# FutureLab Machine Learning workshop - homework assignment

This notebook is the final homework assignment for the FutureLab Machine Learning workshop.

In [None]:
# Import statements
# Don't touch this code!
import pandas as pd
import numpy as np
from sklearn.ensemble import RandomForestClassifier
from sklearn.metrics import confusion_matrix
import tensorflow as tf
import matplotlib.pyplot as plt

## Assignment 1: random forest

### Dataset

For the first assignment we will look at a dataset on default of credit card clients in Taiwan. This data has a binary variable, default payment (Yes = 1, No = 0), as the response variable, and the following 23 variables as explanatory variables: 
* X1: Amount of the given credit (NT dollar): it includes both the individual consumer credit and his/her family (supplementary) credit. 
* X2: Gender (1 = male; 2 = female). 
* X3: Education (1 = graduate school; 2 = university; 3 = high school; 4 = others). 
* X4: Marital status (1 = married; 2 = single; 3 = others). 
* X5: Age (year). 
* X6 - X11: History of past payment.

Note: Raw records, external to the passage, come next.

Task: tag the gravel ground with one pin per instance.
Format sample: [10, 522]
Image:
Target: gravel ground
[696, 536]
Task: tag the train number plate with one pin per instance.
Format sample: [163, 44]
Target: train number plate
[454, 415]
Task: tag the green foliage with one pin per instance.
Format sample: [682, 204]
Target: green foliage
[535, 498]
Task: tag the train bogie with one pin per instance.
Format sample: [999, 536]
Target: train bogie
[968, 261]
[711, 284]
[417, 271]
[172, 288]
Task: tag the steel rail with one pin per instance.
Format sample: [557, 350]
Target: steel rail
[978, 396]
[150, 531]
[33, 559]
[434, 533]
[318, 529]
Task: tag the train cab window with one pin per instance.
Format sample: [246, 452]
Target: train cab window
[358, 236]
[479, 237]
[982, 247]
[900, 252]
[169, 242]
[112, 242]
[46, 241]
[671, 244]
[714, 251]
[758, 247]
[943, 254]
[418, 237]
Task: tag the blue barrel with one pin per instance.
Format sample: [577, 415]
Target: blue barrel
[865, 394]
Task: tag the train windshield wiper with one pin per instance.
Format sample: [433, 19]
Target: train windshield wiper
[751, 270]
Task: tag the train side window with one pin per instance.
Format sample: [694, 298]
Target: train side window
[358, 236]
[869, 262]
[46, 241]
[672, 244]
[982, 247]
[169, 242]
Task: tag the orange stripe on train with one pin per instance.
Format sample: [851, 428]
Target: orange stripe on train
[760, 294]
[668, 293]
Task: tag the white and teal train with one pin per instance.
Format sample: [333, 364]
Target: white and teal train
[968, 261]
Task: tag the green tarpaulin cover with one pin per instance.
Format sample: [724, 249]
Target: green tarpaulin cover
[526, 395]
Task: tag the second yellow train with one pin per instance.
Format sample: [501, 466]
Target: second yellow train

We tracked the past monthly payment records (from April to September, 2005) as follows: X6 = the repayment status in September, 2005; X7 = the repayment status in August, 2005; . . .;X11 = the repayment status in April, 2005. The measurement scale for the repayment status is: -1 = pay duly; 1 = payment delay for one month; 2 = payment delay for two months; . . .; 8 = payment delay for eight months; 9 = payment delay for nine months and above. 
* X12-X17: Amount of bill statement (NT dollar). X12 = amount of bill statement in September, 2005; X13 = amount of bill statement in August, 2005; . . .; X17 = amount of bill statement in April, 2005. 
* X18-X23: Amount of previous payment (NT dollar). X18 = amount paid in September, 2005; X19 = amount paid in August, 2005; . . .;X23 = amount paid in April, 2005. 

### Model

We use a random forest to see if we can predict if a person will default on their payment or not.

### Questions

1. How does a random forest work? What are the advantages of using a random forest over a decision tree?
2. What do the parameters 'n_estimators' and 'max_depth' mean? Can you find values that push the test set accuracy over 83%?
3. Which parameter can you use for regularization and why?
4. If you work for a credit card company, which fields in the confusion matrix do you want to minimize?
5. Optional: write code to use gradient boosted decision trees instead of a random forest. Does this method perform better? What are the advantages of gradient boosting over a random forest?

In [None]:
# Get dataset
# Don't touch this code!
df_credit = pd.read_csv('credit.csv', sep=';').drop('ID', axis=1)
x = np.array(df_credit.drop('Y', axis=1))
y = np.array(df_credit['Y']).flatten()
x_train = x[:25000]
x_test = x[25000:]
y_train = y[:25000]
y_test = y[25000:]
print("First 5 rows of data:")
print(df_credit.head())

In [None]:
# Make and train decision tree model.
tree = RandomForestClassifier(random_state=0, n_estimators=1, max_depth=100)
tree.fit(x_train, y_train)

# Test the model.
# Don't touch this code!
acc = tree.score(x_test, y_test)
conf_matrix = confusion_matrix(y_test, tree.predict(x_test), labels=[0, 1])
df_conf = pd.DataFrame(data=conf_matrix.T)
print("Accuracy: ", acc)
print("---------")
print("Confusion matrix (horizontal axis: actual class, vertical axis: predicted class):")
print(df_conf)

## Assignment 2: neural networks

### Dataset

For this assignment we use the Fashion MNIST dataset which contains 70,000 grayscale images in 10 categories. The images show individual articles of clothing at low resolution (28 by 28 pixels).

### Model

We use a neural network to predict the clothing category from the pixel data.

### Questions

1. Turn the neural network into a convolutional neural network. What code did you change/add?
2. Explain what each layer does, and what its parameters mean.
3. What is the danger of using too many epochs to train your model?
4. How could we use data augmentation to improve our model? (You don't need to program this, just explain.)
5. Optional: can you get up to 90% test set accuracy within 3 epochs?

In [None]:
# Get dataset
# Don't touch this code!
fashion_mnist = tf.keras.datasets.fashion_mnist
(train_images, train_labels), (test_images, test_labels) = fashion_mnist.load_data()
train_images, test_images = train_images / 255.0, test_images / 255.0
class_names = np.array(['T-shirt/top', 'Trouser', 'Pullover', 'Dress', 'Coat',
                        'Sandal', 'Shirt', 'Sneaker', 'Bag', 'Ankle boot'])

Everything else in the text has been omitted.